39 map_match="(\d{4}|\d{2})-(\d{1,2})" map_replace="$2" />
40 </map>
41 </maps>
42 </sourcemap>
43</config>
However, we have not yet mapped journaltitle
and location
. These are now easier to set on the command line so we shall do so. Also note that in order to have the date
logic work, we will need the --output-legacy-date
option as well.
1# Runs
2biber --tool --configfile=biberConf.xml references.bib --output-file refsTmp.bib --output-legacy-date --output-field-replace=location:address,journaltitle:journal
This gives a sphinx
compatible file:
1@misc{grasedyckParameterdependentSmootherMultigrid2020,
2 author = {Grasedyck, Lars and Klever, Maren and L\"{o}bbert, Christian and Werthmann, Tim A.},
3 url = {http://arxiv.org/abs/2008.00927},
4 eprint = {2008.00927},
5 eprinttype = {arxiv},
6 keywords = {65N55; 15A69,Mathematics - Numerical Analysis},
7 month = {08},
8 title = {A Parameter-Dependent Smoother for the Multigrid Method},
9 urldate = {2021-05-22},
10 year = {2020},
11}
12
13@article{grasedyckDistributedHierarchicalSVD2018,
14 author = {Grasedyck, Lars and L\"{o}bbert, Christian},
15 url = {https://onlinelibrary.wiley.com/doi/abs/10.1002/nla.2174},
16 annotation = {\_eprint: https://onlinelibrary.wiley.com/doi/pdf/10.1002/nla.2174},
17 doi = {10.1002/nla.2174},
18 issn = {1099-1506},
19 journal = {Numerical Linear Algebra with Applications},
20 keywords = {Hierarchical Tucker,HT,multigrid,parallel algorithms,SVD,tensor arithmetic},
21 langid = {english},
22 number = {6},
23 pages = {e2174},
24 title = {Distributed Hierarchical {{SVD}} in the {{Hierarchical Tucker}} Format},
25 urldate = {2021-05-22},
26 volume = {25},
27 year = {2018},
28}
29
30@article{grasedyckHierarchicalSingularValue2010,
31 author = {Grasedyck, Lars},
32 publisher = {Society for Industrial and Applied Mathematics},
33 url = {https://epubs.siam.org/doi/abs/10.1137/090764189},
34 doi = {10.1137/090764189},
35 issn = {0895-4798},
36 journal = {SIAM Journal on Matrix Analysis and Applications},
37 month = {01},
38 number = {4},
39 pages = {2029--2054},
40 shortjournal = {SIAM J. Matrix Anal.
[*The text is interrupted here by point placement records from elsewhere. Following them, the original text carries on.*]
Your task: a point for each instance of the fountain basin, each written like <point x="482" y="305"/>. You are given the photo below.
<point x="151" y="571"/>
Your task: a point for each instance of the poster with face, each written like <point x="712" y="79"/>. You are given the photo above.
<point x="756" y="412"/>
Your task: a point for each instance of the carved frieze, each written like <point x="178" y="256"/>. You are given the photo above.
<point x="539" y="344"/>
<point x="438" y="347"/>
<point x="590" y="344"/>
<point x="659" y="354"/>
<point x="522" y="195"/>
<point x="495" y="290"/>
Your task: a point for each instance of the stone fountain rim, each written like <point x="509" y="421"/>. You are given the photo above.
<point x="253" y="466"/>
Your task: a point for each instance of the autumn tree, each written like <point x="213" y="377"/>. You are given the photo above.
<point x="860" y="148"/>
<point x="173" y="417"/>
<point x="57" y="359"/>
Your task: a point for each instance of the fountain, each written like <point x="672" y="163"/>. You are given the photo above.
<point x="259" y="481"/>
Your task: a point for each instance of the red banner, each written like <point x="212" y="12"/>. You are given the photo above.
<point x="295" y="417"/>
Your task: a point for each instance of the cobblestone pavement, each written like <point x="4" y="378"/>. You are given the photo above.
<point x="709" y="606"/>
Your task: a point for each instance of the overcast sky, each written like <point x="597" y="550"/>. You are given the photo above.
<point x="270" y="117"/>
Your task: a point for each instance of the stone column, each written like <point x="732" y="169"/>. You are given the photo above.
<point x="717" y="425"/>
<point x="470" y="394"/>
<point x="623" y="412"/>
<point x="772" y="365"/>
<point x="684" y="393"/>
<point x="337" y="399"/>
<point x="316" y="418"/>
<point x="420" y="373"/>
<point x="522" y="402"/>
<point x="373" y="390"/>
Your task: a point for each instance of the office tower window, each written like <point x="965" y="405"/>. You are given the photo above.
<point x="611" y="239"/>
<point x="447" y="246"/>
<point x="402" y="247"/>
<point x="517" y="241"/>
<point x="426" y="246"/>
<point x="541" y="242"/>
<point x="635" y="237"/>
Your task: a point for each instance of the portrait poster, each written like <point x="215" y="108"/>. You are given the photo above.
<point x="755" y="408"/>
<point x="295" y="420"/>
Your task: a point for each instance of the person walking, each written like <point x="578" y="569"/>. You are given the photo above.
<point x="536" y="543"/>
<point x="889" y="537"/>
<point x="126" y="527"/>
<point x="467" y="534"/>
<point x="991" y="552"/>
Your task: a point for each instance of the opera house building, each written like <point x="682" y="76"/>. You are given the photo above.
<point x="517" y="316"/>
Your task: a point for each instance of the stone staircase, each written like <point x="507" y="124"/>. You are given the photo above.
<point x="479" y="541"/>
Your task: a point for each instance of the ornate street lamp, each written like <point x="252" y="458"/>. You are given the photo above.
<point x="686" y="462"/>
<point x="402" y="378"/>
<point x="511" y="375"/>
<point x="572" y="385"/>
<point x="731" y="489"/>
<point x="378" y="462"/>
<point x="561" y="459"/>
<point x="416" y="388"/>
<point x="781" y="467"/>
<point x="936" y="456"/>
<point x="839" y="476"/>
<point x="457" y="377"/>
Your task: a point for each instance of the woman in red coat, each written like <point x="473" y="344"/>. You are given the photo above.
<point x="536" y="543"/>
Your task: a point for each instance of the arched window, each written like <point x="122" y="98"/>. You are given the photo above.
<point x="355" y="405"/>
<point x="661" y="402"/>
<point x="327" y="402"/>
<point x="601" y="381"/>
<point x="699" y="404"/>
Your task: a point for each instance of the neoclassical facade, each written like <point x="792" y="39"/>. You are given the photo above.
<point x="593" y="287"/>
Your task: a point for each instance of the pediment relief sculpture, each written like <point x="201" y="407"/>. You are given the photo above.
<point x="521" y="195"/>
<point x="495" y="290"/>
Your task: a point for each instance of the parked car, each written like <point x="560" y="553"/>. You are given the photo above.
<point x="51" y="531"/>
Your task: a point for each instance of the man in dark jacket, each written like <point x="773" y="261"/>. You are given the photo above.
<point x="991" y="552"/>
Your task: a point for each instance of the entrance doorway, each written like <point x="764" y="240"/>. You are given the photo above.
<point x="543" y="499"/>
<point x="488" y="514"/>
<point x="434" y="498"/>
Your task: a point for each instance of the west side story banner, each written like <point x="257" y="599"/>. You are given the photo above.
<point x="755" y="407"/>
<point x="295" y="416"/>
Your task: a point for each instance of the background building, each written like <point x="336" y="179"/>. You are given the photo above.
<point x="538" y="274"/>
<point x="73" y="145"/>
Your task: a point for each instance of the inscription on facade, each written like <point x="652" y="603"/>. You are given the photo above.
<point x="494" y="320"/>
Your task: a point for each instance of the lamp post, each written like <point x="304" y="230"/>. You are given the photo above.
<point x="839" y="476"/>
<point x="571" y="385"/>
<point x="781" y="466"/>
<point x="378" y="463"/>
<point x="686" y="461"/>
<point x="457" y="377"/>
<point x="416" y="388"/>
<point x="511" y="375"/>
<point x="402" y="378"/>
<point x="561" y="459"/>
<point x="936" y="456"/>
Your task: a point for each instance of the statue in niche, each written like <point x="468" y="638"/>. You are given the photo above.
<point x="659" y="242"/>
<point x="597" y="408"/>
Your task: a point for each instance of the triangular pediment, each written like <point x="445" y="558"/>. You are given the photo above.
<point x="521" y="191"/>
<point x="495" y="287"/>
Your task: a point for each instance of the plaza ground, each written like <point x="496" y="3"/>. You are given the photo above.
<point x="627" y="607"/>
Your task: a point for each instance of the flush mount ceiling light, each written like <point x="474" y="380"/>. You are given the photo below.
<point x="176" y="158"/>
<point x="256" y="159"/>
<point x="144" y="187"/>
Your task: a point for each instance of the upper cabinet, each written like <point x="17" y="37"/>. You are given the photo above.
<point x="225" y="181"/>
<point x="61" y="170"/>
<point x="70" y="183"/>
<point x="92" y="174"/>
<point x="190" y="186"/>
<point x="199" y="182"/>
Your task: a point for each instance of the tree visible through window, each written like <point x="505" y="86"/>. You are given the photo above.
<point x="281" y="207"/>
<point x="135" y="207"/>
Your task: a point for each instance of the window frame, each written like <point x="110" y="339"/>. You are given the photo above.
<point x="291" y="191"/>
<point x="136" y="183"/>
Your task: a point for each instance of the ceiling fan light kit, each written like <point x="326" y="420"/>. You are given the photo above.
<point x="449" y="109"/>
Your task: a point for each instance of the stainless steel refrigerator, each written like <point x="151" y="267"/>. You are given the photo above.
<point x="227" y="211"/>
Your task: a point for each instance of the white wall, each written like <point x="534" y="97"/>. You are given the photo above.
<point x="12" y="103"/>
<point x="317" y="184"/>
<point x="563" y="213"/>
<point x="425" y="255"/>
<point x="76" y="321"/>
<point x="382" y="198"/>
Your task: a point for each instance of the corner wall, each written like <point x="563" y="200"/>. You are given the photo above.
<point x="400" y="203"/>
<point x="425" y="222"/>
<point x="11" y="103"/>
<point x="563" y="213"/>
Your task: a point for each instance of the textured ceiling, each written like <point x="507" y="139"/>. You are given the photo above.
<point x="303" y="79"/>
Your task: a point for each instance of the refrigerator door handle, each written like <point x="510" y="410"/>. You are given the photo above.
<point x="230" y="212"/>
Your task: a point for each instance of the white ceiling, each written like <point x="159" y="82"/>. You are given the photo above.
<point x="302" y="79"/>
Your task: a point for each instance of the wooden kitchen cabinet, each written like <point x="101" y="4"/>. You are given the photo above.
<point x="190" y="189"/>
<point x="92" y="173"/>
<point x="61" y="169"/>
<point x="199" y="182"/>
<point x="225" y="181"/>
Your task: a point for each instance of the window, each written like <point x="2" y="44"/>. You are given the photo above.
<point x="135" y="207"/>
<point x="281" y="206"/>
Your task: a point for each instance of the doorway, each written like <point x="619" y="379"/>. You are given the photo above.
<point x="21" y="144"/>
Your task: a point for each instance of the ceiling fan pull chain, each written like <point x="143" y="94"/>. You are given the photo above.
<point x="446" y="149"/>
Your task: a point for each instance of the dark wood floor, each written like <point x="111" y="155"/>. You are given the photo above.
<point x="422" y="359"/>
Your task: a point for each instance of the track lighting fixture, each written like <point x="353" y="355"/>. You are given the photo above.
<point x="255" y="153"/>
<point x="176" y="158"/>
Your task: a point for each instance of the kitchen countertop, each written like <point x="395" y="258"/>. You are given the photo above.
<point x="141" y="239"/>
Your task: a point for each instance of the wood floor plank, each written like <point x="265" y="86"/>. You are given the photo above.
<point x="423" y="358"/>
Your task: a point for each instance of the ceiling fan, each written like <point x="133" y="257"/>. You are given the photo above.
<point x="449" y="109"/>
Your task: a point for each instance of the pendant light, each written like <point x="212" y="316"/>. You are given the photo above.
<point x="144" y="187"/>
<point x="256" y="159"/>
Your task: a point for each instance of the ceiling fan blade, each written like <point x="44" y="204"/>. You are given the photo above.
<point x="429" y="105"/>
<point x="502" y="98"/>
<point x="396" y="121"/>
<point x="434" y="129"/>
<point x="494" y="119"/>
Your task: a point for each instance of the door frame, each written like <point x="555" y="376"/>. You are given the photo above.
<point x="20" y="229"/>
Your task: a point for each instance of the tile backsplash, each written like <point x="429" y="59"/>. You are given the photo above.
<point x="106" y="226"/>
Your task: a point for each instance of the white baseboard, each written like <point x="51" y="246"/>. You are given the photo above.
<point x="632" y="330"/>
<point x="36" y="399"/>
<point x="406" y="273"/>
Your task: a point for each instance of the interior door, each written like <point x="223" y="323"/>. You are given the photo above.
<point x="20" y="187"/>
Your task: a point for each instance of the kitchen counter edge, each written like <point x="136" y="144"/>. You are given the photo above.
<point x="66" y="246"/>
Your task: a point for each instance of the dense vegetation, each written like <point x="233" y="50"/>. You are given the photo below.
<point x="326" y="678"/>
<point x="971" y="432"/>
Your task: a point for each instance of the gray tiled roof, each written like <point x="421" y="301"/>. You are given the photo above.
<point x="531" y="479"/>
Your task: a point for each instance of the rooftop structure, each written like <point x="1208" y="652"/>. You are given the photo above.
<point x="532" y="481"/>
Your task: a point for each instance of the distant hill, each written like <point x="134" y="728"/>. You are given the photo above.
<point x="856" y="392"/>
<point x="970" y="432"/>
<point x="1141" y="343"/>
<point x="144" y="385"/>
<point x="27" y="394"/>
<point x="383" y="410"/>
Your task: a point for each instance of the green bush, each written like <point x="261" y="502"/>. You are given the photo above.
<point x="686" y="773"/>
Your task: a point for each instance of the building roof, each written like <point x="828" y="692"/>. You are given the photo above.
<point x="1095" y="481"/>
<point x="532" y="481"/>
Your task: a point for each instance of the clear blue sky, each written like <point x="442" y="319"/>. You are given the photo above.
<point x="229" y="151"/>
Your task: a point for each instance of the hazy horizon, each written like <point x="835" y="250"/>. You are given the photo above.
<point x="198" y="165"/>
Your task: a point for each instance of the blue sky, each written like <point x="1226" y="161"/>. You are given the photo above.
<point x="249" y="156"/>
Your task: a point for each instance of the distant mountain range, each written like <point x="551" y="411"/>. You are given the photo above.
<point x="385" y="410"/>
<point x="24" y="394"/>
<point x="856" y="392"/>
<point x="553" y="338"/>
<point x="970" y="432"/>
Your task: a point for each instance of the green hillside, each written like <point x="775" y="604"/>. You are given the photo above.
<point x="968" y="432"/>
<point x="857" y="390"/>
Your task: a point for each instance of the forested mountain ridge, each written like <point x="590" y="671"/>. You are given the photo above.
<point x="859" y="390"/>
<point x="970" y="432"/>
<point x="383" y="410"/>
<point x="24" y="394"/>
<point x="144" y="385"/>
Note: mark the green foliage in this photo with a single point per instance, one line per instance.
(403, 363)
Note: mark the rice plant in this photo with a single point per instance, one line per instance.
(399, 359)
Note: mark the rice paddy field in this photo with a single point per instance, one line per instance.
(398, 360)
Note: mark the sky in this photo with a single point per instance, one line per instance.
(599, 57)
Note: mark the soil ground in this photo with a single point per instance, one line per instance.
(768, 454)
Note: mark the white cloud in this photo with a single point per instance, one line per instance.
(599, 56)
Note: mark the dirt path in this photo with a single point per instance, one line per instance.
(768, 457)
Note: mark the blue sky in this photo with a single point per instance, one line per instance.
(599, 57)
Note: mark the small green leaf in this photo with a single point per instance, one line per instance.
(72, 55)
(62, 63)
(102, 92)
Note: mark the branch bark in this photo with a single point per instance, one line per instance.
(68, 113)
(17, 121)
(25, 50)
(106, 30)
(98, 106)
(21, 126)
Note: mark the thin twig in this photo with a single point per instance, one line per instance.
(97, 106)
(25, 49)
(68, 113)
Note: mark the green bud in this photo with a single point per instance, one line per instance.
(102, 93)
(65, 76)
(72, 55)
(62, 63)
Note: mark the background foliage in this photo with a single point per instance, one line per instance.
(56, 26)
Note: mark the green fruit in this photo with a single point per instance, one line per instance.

Appl.},
41 title = {Hierarchical {{Singular Value Decomposition}} of {{Tensors}}},
42 urldate = {2021-05-22},
43 volume = {31},
44 year = {2010},
45}
Conclusions
This was a rather annoying excursion into the unpleasant underbelly of bibtex
and biblatex
. The biber
solution is actually rather elegant, but most definitely not immediately obvious.